The caftan was hemmed, and the boots were properly glittery; Ruby’s strawberry blond hair was now curly and as dark red as the jewel of her name. Maggie, her black trench coat belted tightly around her waist, took Ruby’s arm and the odd pair walked the six blocks to where the Carerra Brothers Carnival had set up. As if she were Ruby’s grandmother, Maggie kept up a litany of do’s and don’ts, mostly don’ts . Don’t tell them your real age. Don’t give them your real name. Don’t let anyone touch you. And then, when they met the brother who hired acts for the sideshow, Maggie actually did introduce Ruby as her granddaughter. One with extraordinary abilities who would draw a crowd. The brother shrugged, having no illusions about their relationship or Ruby’s so-called abilities, and said no thank you.

Ruby felt Maggie Dean’s ragged fingernails dig into her forearm, reminding her of their plan. In a pathetically thin voice, she offered: “Let me read you.” A free sample in the face of refusal.

Ernest Carerra laughed, shook his head, and waved them away from his trailer office. “Just beat it. Fake psychics are a dime a dozen. This isn’t that kind of show.”

“We both know that’s not true.” Maggie laughed. “It’s all fake.”

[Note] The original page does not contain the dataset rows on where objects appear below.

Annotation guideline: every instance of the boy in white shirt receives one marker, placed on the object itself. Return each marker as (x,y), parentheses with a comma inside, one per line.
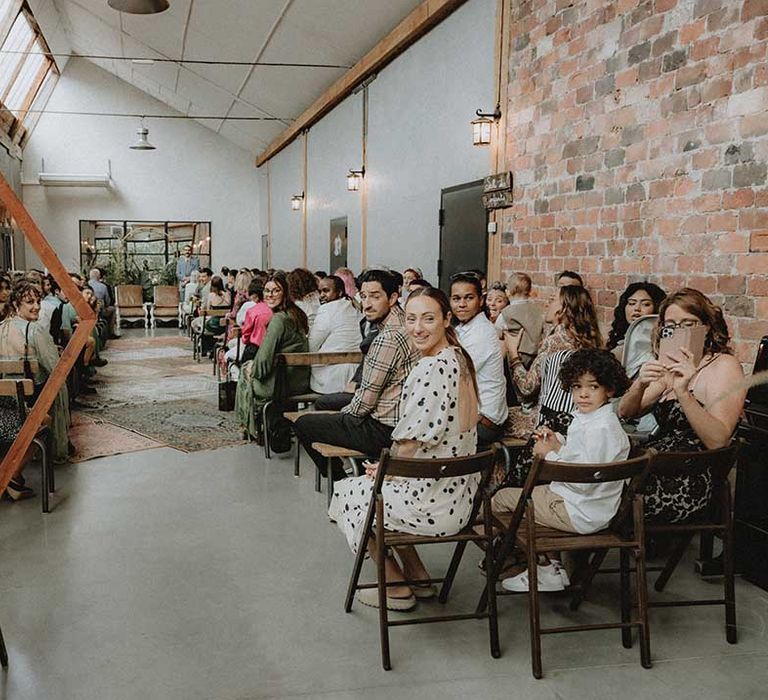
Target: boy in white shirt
(595,436)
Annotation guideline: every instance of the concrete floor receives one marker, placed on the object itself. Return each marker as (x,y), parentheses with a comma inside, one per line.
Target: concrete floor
(216,574)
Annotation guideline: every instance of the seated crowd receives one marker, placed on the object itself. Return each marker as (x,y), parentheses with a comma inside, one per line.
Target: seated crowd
(37,321)
(445,375)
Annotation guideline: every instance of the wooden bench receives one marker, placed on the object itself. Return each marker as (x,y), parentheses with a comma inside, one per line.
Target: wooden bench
(329,452)
(304,359)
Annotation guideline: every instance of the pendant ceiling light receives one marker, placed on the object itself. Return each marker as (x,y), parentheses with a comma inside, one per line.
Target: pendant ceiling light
(143,143)
(139,7)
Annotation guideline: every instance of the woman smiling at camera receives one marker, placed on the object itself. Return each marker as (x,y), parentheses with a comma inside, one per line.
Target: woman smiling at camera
(439,412)
(697,406)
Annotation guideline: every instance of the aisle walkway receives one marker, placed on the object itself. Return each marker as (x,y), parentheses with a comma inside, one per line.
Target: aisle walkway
(215,574)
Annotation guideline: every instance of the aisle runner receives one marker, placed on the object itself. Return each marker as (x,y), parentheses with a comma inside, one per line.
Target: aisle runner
(152,394)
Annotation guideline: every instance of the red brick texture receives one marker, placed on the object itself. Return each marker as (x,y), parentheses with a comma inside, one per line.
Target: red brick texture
(638,142)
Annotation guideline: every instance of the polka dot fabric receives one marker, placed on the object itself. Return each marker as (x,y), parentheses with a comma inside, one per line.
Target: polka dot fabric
(429,410)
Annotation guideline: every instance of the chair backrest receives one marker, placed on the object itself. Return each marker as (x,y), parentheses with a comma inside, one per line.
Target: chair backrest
(166,295)
(129,295)
(718,462)
(449,467)
(16,367)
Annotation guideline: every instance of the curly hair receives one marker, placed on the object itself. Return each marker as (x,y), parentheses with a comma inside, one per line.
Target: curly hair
(701,306)
(579,317)
(620,323)
(601,364)
(301,282)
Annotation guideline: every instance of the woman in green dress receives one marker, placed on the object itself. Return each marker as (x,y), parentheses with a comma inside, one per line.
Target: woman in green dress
(21,337)
(287,332)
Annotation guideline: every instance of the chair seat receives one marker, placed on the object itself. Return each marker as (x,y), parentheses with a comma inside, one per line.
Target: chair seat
(334,451)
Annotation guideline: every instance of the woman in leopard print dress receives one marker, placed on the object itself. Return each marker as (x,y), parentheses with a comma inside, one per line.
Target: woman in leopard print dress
(697,406)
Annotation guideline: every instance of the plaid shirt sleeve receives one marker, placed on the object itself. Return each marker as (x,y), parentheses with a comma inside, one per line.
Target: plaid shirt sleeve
(387,352)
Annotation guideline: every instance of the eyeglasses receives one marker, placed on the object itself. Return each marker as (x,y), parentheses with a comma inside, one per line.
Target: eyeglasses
(685,323)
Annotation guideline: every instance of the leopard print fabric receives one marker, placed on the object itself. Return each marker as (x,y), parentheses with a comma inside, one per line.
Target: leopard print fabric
(674,499)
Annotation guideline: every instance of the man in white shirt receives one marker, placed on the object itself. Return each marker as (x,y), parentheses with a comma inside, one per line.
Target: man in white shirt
(336,329)
(479,338)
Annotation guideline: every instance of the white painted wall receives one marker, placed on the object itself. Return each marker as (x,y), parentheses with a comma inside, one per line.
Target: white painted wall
(419,142)
(193,175)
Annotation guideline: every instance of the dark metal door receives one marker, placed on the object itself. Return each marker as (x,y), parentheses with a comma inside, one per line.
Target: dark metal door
(463,231)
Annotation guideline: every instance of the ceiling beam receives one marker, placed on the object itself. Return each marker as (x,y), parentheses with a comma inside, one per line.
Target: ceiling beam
(425,17)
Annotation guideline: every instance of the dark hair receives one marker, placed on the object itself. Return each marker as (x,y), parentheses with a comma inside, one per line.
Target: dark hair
(289,305)
(217,284)
(694,302)
(572,275)
(301,282)
(450,333)
(601,364)
(470,277)
(579,318)
(620,323)
(419,282)
(383,277)
(338,285)
(256,287)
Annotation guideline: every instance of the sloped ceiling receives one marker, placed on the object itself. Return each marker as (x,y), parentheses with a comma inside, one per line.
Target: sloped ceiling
(329,32)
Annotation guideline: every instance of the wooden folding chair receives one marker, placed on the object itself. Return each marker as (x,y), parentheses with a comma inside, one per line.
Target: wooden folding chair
(426,469)
(624,533)
(716,520)
(20,389)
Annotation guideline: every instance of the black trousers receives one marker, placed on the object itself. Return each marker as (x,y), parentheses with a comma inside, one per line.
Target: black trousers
(333,402)
(366,435)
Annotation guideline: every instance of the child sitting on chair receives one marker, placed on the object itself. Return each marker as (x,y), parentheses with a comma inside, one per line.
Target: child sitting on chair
(595,436)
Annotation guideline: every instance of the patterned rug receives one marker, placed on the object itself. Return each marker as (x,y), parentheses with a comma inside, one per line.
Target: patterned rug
(152,394)
(188,424)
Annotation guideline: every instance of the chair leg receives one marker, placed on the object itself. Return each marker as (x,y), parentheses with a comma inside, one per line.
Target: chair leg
(453,567)
(674,559)
(641,582)
(585,583)
(626,603)
(45,477)
(3,651)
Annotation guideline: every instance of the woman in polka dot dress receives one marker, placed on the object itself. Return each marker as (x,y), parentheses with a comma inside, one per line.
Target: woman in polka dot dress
(439,413)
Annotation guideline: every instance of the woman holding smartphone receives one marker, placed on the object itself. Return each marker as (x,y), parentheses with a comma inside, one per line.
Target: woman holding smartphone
(695,404)
(439,413)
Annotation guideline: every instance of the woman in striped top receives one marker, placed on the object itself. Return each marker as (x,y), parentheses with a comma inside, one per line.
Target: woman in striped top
(575,326)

Ernest Carerra slammed the door of his trailer. End of discussion.

“Never mind.” Maggie renewed her grip on Ruby’s arm. “It’s a second-rate carny anyway. I’ll get you in with a better one.”

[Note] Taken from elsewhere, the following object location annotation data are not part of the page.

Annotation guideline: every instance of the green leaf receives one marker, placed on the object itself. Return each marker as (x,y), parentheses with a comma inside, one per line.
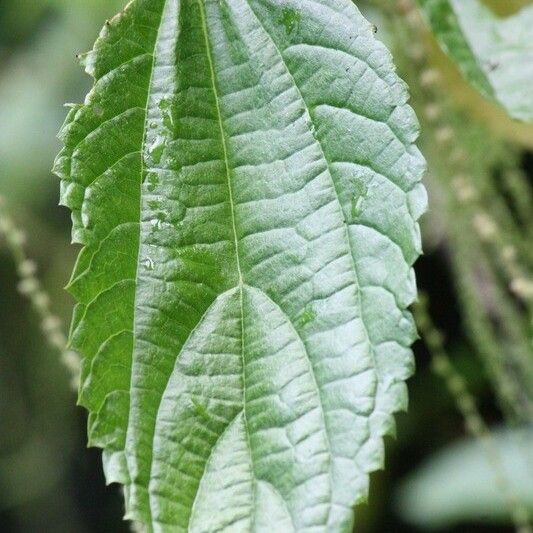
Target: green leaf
(463,482)
(244,182)
(494,54)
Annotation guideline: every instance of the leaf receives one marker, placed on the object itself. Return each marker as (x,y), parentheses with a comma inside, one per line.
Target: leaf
(461,484)
(244,182)
(494,54)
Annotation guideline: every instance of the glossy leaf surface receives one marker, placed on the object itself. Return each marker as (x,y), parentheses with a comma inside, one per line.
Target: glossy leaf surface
(244,183)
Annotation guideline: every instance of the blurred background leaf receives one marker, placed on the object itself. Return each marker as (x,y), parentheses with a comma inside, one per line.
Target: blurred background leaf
(460,483)
(50,482)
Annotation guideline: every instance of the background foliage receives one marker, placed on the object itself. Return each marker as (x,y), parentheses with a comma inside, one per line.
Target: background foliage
(476,271)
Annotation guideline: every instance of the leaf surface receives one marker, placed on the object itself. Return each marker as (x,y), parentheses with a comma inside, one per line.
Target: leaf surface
(463,482)
(494,54)
(244,183)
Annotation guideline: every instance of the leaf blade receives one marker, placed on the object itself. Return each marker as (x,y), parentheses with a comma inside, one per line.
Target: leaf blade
(261,187)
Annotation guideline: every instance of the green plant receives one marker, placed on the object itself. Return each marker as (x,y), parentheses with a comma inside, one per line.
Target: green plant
(245,185)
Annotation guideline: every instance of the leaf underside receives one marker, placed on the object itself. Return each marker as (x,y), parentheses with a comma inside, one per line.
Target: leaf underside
(244,183)
(494,54)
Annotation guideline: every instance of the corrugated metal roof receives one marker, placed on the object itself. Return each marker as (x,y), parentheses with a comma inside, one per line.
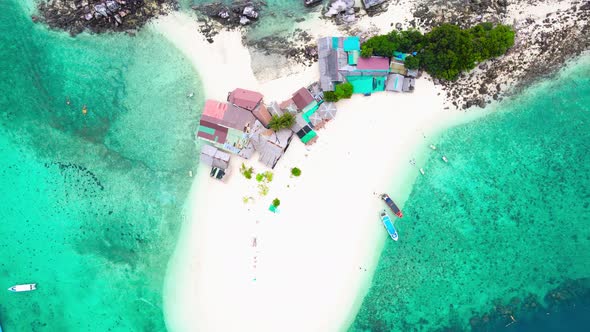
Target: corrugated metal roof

Ruby felt stupid dressed in the flowing robe and the glittery shoes, and the permanent wave curls in her dyed hair were beginning to frizz. Building within her was the urge to move on. She’d been too long in one place. Enough with Maggie Dean’s vision of her future. The next afternoon when Maggie was out panhandling, Ruby shoved the props of her untested profession into her schoolbag and slipped away.

Her unplanned route out of the city took her past the carnival. She skirted around the gate and marched up to Ernest Carerra’s trailer. Knocked. Dressed in jeans and a T-shirt, her Keds on bare feet, her hair scraped back into a ponytail, he didn’t recognize her at first.

“I need a job, Mr. Carerra. I can sell tickets or popcorn or sweep up. Whatever you need.”

“You’re that psychic kid. Maggie’s protégée.”

“No. I’m Ruby Heartwood and I need a job.” She watched his hands, the way they flexed as he thought about hiring someone who clearly didn’t fit the legal parameters of an adult. Someone who he would take on the road, farther away from whomever or whatever she had run from. Ernest Carerra had been a long time in the business and knew trouble when he saw it. But Ruby could see in his weary-looking blue eyes that he had a soft spot for trouble.

By the time the carnival had moved across the state, Ruby was plying her trade, paying Ernest six of every ten dollars she took in.